Don’t change leadership and strategy as frequently as your underwear. Ideas often take time to get traction.

I’m fascinated with the dichotomies one must manage when running a successful enterprise. Perhaps the most challenging is the one between speed and patience.

Speed is often a critical advantage in product development, delivery times, communication, manufacturing and human service. But patience is the key to many investments, solving complex problems, gaining skills, planning and building relationships.

We're prone, however, to mix these up. Quick fixes to a worn out business strategy are as effective as the "6-Hour Broccoli Diet." You don't learn leadership in a 30-minute podcast, nor do you respond to customer complaints at a snail's pace. Check out Nobel Prize winner and psychologist, Daniel Kahneman's book, "Thinking, Fast and Slow."

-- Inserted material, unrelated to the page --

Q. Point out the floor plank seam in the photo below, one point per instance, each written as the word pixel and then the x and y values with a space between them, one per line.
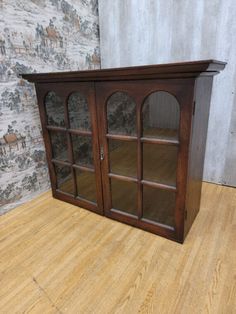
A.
pixel 41 289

When my eldest son was a kid and we dined out, he’d ask if it was a “fast food” or “slow food” restaurant (preferring the former as a child.) I appreciate that as I have a bias for speed in many business activities. I often believe there’s no real return by gathering more knowledge, involving more people or consulting additional experts when you’re really avoiding or delaying a tough decision.

However, slowing down to ask the right questions before changing strategy, understanding the problem before attempting to solve it, exploring customer needs or getting to know the candidate you’re about to hire are good examples of areas when patience trumps speed.

A preparatory question to ask yourself before making a decision or taking a critical action is:

Will more information help me make a materially better decision, or am I delaying because I’m avoiding a tough issue?

Or, in terms my young son would’ve understood, “Is this a fast issue or a slow issue?”